In practice, the professionals of the Jewish General Hospital spend their days with their hands out in front of them—wielding a scalpel, checking for a fever, fine-tuning an experiment or helping a patient into bed. But in a figurative sense, they’ve actually got their hands in the sky, as they climb toward the next medical breakthrough or strive for higher quality of care.
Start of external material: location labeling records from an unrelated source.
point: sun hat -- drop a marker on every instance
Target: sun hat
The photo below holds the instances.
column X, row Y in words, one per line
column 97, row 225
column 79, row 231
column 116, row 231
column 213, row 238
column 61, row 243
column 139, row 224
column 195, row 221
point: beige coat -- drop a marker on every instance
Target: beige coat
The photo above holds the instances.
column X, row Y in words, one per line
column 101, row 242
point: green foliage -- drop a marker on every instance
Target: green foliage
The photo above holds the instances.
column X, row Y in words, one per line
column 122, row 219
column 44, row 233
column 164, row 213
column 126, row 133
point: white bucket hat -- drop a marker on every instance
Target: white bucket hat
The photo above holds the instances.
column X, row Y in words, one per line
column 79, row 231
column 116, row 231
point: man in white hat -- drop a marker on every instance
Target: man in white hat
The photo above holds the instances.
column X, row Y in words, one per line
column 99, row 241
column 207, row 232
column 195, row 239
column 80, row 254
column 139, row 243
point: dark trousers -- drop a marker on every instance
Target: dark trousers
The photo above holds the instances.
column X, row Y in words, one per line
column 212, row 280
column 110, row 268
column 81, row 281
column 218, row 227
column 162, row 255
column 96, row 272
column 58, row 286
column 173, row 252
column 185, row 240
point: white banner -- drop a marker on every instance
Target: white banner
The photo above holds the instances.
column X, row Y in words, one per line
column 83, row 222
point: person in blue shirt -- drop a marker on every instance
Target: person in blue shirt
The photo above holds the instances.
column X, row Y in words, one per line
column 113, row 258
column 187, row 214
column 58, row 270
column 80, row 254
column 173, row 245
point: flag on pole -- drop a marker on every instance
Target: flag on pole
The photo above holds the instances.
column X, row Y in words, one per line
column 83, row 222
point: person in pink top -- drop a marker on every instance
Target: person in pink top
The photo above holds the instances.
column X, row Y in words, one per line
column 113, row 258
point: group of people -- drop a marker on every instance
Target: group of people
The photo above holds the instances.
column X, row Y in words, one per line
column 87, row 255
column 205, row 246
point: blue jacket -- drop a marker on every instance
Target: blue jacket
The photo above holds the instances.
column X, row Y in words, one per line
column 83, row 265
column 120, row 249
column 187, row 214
That’s why, when Dr. Harry Rosen tried to picture the essence of the JGH, he envisioned an ascending figure reaching excitedly for some special prize that might cure illness or ease pain. His concept—also his gift to the hospital—has now taken the form of a stone sculpture on Côte Ste-Catherine near the corner of Légaré, at the front entrance of the Lady Davis Institute for Medical Research.

Measuring about three metres in height and four in width, “The Ascent” was created not only by the mind but by the hands of Dr. Rosen, a passionate sculptor and an active Professor Emeritus at McGill University’s Faculty of Dentistry. The figure, composed of dozens of thin, smooth, horizontal slices of stone, is depicted with its back to the viewer as it scales a wall of rough, massive stone blocks. As its left leg is poised to take the next step up, the figure stretches its right arm into the sky, as far as it can go.

The sculpture, known as “The Ascent”, is accompanied by a plaque featuring one of Dr. Rosen’s favourite sayings from poet Robert Browning: “A man’s reach should exceed his grasp—or what’s a heaven for?” Moving and installing the 20-ton monument required the efforts of a team of volunteers.

“Teaching hospitals have been a part of my whole life,” says Dr. Rosen, a legend in his field who has trained and inspired numerous dentistry students over the past 56 years. “I’m happy my sculpture is at the JGH, because I’ve always had and continue to enjoy a close relationship with the people here.”